A catalyst is a substance that allows or facilitates a chemical process. For example, heat is the world’s most common catalyst and helps many processes to take place — such as cooking food or baking pastries. Silver, because of its unique chemical properties, has become an increasingly important catalyst for many industrial processes.

More than 700 tons of silver annually are used in the world’s chemical industry for the production of two compounds – ethylene oxide and formaldehyde – both essential to the plastics industry. Approximately 90 percent of the silver employed as an industrial catalyst is used for the production of ethylene oxide from ethylene. Ethylene oxide is the foundation for flexible plastics such as polyester textiles, used to make all types of clothing and a variety of specialty fabrics. It is also used for molded items such as insulating handles for stoves, key tops for computers, electrical control knobs, domestic appliance components, and electrical connector housings. About 25 percent of ethylene oxide production is used to produce antifreeze coolant for automobiles and other vehicles.

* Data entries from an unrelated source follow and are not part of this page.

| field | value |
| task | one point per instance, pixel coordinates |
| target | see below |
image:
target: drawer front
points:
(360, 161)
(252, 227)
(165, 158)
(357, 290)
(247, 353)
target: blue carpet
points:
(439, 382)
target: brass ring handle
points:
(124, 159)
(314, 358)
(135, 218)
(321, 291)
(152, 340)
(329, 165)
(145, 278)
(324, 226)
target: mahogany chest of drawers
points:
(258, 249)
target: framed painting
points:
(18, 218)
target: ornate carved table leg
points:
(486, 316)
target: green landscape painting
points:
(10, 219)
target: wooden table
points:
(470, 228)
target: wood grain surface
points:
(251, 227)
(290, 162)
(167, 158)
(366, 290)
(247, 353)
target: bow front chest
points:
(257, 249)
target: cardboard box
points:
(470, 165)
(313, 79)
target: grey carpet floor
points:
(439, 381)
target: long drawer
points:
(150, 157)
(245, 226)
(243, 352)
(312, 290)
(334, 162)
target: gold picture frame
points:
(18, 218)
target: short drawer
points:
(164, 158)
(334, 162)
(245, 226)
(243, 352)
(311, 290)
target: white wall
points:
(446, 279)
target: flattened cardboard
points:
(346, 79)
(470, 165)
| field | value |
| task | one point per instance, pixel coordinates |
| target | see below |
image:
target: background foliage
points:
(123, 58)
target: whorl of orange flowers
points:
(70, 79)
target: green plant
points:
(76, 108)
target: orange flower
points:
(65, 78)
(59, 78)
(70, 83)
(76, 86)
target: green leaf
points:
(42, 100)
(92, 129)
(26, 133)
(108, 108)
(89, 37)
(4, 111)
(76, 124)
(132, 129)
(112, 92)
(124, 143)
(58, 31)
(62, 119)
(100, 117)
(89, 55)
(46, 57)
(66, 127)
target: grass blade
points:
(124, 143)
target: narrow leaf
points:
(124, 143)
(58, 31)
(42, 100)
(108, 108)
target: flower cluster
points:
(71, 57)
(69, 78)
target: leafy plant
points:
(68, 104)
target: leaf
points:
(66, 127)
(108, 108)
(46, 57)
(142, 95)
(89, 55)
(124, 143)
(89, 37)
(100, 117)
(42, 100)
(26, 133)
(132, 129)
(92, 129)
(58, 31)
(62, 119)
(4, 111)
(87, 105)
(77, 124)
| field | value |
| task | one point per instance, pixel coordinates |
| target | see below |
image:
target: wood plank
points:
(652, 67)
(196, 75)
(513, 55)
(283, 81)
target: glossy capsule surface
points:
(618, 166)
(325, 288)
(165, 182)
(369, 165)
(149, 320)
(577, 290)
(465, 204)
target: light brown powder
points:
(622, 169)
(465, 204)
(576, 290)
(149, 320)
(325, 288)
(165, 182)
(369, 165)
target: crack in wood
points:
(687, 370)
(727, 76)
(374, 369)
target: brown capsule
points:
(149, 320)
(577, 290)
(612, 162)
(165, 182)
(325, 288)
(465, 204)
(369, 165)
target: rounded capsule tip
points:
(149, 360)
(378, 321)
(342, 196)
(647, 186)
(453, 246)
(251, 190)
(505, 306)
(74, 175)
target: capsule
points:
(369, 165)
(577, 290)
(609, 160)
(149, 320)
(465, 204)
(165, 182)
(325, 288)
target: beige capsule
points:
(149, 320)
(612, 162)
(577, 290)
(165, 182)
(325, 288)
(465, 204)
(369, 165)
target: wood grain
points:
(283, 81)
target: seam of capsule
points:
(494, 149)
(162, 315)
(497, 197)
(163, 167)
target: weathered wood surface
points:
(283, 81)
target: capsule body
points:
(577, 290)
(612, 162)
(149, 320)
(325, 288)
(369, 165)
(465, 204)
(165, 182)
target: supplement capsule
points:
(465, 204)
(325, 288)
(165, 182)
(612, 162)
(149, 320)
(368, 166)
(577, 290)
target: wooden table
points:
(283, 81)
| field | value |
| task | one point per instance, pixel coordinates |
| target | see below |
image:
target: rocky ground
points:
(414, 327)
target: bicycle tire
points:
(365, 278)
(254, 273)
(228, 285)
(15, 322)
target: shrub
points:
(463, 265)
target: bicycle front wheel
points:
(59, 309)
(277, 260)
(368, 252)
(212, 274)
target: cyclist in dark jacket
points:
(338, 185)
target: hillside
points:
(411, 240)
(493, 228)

Formaldehyde, a chemical produced from methanol, is the building block of solid plastics including adhesives, laminating resins for construction plywood and particle board. Formaldehyde also helps to produce finishes for paper and electronic equipment, textiles, surface coatings that resist heat and scratches, dinnerware and buttons, casings for appliances, handles and knobs, packaging materials, automotive parts, thermal and electrical insulating materials, toys and many other products.